Dr Aberle agreed with Mr Shoebridge's assessment of the situation.
As a first step, Dr Aberle said consumers should be given more information about the origins of their solar panels.
In the longer term, he said Australia should look to diversify its supply, including by bringing some manufacturing onshore.
"Quite aside from the issue of modern slavery, there are just supply chain risks of having so many of your supply chain eggs in one geographic basket," he said.
Llewelyn Hughes, from the Australian National University's Crawford School of Public Policy, said the massive growth forecast for the industry would provide plenty of opportunities for other countries.
Dr Hughes said global solar panel production capacity was currently about 190 gigawatts a year but this was forecast to soar to 630GW a year by 2030 under International Energy Agency modelling.
Despite this, he said Australia could not wean itself off a reliance on China easily, at least in the short term.
"We are going to be completely reliant on China for the supply of solar production in the coming number of years," Dr Hughes said.

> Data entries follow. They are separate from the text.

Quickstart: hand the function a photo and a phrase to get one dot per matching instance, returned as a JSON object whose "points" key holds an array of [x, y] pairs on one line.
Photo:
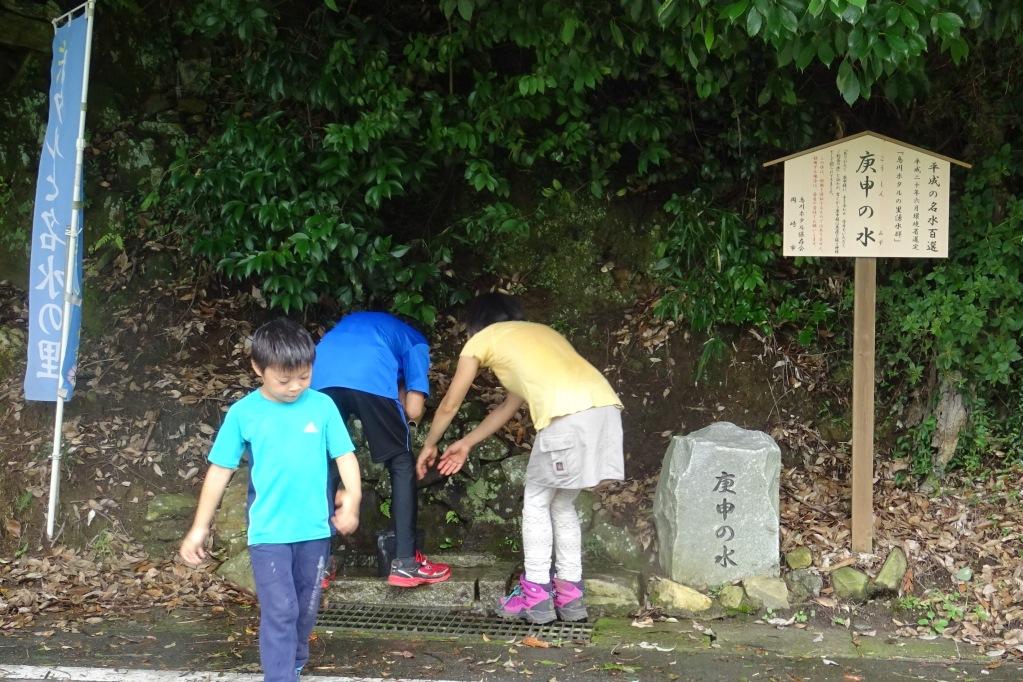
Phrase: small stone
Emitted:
{"points": [[890, 577], [492, 450], [238, 572], [964, 575], [800, 557], [766, 592], [803, 585], [170, 506], [612, 594], [850, 584], [734, 597], [614, 542], [677, 599], [584, 509]]}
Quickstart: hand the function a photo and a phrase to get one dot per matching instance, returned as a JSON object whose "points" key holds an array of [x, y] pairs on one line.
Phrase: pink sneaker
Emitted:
{"points": [[568, 601], [529, 601]]}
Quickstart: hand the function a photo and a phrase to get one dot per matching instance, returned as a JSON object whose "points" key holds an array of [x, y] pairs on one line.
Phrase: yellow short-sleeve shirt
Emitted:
{"points": [[537, 363]]}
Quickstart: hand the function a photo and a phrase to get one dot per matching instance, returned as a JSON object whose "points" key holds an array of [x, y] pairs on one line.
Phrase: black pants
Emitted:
{"points": [[387, 434]]}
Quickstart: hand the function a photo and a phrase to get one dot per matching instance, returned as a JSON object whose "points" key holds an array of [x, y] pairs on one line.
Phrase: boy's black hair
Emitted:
{"points": [[282, 343], [489, 309]]}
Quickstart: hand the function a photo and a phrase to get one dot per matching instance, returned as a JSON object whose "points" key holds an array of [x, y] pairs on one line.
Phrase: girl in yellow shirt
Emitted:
{"points": [[578, 444]]}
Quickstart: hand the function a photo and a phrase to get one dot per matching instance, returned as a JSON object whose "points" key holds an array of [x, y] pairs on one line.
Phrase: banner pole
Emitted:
{"points": [[70, 274]]}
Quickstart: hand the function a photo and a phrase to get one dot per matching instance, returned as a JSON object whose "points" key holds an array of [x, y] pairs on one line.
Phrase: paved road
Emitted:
{"points": [[196, 647]]}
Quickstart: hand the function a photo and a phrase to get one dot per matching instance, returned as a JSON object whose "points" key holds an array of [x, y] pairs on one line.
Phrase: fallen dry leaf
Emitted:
{"points": [[535, 643]]}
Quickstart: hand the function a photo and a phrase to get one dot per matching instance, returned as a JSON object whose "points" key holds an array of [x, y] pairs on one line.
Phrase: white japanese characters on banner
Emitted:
{"points": [[866, 196], [52, 218]]}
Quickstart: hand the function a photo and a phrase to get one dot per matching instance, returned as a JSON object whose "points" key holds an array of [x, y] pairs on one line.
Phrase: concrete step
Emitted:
{"points": [[471, 587]]}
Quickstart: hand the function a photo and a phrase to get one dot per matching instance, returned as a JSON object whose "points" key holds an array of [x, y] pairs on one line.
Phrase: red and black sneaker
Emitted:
{"points": [[425, 573]]}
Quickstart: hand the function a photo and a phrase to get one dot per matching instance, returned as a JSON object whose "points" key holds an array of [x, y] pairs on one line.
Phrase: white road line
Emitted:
{"points": [[70, 674]]}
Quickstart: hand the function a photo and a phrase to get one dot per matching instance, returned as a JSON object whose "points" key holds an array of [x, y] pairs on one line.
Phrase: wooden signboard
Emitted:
{"points": [[865, 196]]}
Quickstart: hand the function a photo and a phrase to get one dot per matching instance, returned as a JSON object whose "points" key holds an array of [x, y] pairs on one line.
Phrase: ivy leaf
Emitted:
{"points": [[848, 83], [754, 21], [805, 55], [736, 9], [709, 37], [568, 30], [947, 24]]}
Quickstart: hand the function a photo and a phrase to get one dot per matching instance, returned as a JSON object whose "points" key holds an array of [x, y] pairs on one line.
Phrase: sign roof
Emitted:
{"points": [[871, 133]]}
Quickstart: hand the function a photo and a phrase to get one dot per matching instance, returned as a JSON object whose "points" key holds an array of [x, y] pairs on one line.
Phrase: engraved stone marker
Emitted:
{"points": [[716, 506]]}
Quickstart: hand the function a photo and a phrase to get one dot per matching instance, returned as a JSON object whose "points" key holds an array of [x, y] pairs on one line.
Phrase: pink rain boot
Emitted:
{"points": [[530, 601], [568, 601]]}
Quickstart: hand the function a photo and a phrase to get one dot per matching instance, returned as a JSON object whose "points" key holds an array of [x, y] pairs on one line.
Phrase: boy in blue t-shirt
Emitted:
{"points": [[286, 430], [375, 367]]}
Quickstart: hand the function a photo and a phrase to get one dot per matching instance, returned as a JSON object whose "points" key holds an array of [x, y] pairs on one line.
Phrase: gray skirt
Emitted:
{"points": [[579, 450]]}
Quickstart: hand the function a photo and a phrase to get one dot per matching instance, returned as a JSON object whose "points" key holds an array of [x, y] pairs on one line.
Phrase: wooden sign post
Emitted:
{"points": [[865, 196]]}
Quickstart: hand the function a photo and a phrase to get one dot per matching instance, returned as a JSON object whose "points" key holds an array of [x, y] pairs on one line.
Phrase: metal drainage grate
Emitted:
{"points": [[428, 621]]}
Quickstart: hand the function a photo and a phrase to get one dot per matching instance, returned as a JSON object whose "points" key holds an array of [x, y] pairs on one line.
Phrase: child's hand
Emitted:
{"points": [[454, 458], [346, 520], [346, 515], [427, 458], [192, 550]]}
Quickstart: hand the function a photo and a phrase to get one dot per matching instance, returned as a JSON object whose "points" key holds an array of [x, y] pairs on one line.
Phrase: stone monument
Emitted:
{"points": [[716, 506]]}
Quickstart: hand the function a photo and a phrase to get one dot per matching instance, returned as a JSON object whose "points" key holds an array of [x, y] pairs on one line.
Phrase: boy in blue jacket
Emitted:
{"points": [[375, 367]]}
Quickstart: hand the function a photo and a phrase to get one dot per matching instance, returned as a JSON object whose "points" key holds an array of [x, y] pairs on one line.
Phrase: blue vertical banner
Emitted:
{"points": [[46, 374]]}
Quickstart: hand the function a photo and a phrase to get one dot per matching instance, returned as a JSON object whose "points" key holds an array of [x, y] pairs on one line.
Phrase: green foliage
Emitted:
{"points": [[963, 316], [965, 313], [369, 147], [915, 447]]}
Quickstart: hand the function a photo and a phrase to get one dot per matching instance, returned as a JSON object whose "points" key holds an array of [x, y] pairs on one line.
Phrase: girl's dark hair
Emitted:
{"points": [[492, 308], [282, 343]]}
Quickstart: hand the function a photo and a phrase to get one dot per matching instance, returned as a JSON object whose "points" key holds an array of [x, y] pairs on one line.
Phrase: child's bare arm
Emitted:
{"points": [[414, 404], [464, 373], [217, 479], [455, 455], [346, 517]]}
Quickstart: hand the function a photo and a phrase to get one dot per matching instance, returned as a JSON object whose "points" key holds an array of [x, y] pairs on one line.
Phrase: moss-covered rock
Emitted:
{"points": [[612, 594], [803, 585], [732, 597], [238, 572], [611, 541], [800, 557], [889, 579], [850, 584], [12, 347], [766, 592]]}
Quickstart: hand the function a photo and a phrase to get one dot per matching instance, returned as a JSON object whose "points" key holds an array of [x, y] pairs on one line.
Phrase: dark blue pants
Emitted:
{"points": [[287, 584], [403, 507]]}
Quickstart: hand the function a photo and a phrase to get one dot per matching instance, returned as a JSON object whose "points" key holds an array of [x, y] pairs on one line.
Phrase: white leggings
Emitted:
{"points": [[549, 521]]}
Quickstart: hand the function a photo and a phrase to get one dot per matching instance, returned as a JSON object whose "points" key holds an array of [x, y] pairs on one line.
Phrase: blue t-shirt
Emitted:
{"points": [[371, 352], [288, 444]]}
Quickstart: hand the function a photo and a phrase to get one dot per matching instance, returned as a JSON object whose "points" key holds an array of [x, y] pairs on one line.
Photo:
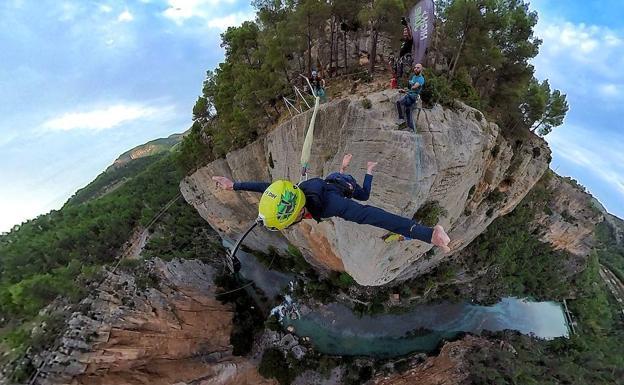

"This is an enormous global industry and moving the needle in terms of the structure of supply chains is not something you can do overnight."
Dr Hughes also warned against measures such as tariffs that would unnecessarily push up the costs of solar panels, undermining efforts to decarbonise the economy.
And he doesn't think Australia can hope to compete with China in mass manufacturing, noting that even powerhouses such as Japan and Germany had come off second best in solar.
"It's all hands to the wheel, not only in China but elsewhere," Dr Hughes said.
"There is space for the diversification of supply chains but the key is you've got to do it in the right way.
"What we've seen so far is the use of trade restrictions.
"The Europeans have used trade restrictions, the US has used trade restrictions — both under Republican and Democratic presidents.
"And the effect of those is to increase the price of imports relative to domestic production.
"That may increase at the amount of domestic production but it comes at the cost of increasing the modules themselves and that really hurts our ability to decarbonise as quickly as we need to."
For Uyghur leader Ms Chanisheff, a better balance needs to be struck.
"For those who advocate for solar panels for a cleaner environment, or cleaner air, and I also advocate for that, at what cost?"